Acer driver flaw allows deploying malware during boot process

Updated on: 28 November 2022

Vilius Petkauskas
Deputy Editor

Acer vulnerability — Image by Shutterstock.

Acer devices are impacted by a driver vulnerability similar to an earlier discovered bug that affected several Lenovo computer models.

The bug affecting Acer devices allows deactivating UEFI Secure Boot, researchers at cybersecurity company ESET said. Acer, the multinational Taiwanese electronics maker, issued an advisory, telling users of affected devices to upgrade to the latest firmware.

“By disabling the Secure Boot feature, an attacker can load their own unsigned malicious bootloader to allow absolute control over the OS loading process. This can allow them to disable or bypass protections to silently deploy their own payloads with the system privileges,” Acer said in an advisory.

UEFI, short for Unified Extensible Firmware Interface, is used to kickstart the hardware of a computer before loading the operating system. The Secure Boot function ensures that no malicious code is loaded during the device‘s boot process.

twitter

According to the researchers, the vulnerability (CVE-2022-4020) can be exploited by creating NVRAM (non-volatile random-access memory) variables. If the variable exists, ESET said in a Tweet, the driver disables Secure Boot.

The flaw affects five Acer computer models, Acer Aspire A315-22, A115-21, A315-22G, Extensa EX215-21, and EX215-21G.

The flaw ESET discovered is almost identical to the one researchers discovered in Lenovo computers. The vulnerabilities Lenovo fixed earlier this month would have allowed threat actors to deactivate UEFI Secure Boot if exploited.

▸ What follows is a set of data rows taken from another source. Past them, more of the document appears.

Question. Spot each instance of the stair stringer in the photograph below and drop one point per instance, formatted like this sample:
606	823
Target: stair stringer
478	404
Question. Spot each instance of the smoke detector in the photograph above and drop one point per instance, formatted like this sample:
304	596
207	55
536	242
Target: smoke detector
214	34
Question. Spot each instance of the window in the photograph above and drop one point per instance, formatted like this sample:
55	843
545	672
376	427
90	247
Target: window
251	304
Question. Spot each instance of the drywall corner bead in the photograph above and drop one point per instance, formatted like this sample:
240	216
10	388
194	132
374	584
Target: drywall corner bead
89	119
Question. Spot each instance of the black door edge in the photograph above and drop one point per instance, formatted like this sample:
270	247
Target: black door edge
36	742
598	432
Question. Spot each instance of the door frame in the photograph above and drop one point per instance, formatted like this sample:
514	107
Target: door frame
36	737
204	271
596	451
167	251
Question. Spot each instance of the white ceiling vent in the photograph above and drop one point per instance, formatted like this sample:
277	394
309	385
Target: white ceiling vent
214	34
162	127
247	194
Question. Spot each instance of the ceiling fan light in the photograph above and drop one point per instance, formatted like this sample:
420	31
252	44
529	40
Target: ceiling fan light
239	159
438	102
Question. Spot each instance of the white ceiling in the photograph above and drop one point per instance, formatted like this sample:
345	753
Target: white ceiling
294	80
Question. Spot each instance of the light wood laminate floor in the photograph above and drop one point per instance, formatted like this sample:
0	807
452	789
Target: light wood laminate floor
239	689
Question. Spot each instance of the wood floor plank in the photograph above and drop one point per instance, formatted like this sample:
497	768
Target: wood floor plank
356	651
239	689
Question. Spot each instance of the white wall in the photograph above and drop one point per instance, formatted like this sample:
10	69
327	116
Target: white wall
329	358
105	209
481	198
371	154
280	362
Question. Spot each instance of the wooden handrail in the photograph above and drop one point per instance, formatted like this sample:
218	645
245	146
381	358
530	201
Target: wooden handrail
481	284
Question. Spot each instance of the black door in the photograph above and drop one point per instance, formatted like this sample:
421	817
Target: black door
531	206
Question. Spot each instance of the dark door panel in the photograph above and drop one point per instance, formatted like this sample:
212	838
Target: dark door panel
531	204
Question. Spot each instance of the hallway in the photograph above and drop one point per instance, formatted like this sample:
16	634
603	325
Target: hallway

Flaws in the UEFI firmware impacted several of its popular Lenovo laptop models, such as Yoga, IdeaPad, and ThinkBook.

Earlier this year, ESET discovered that over 70 models of Lenovo notebook devices were fitted with vulnerable UEFI firmware. Buffer overflow vulnerabilities in the UEFI firmware allowed attackers to carry out arbitrary code execution (ACE) attacks and disable essential security features.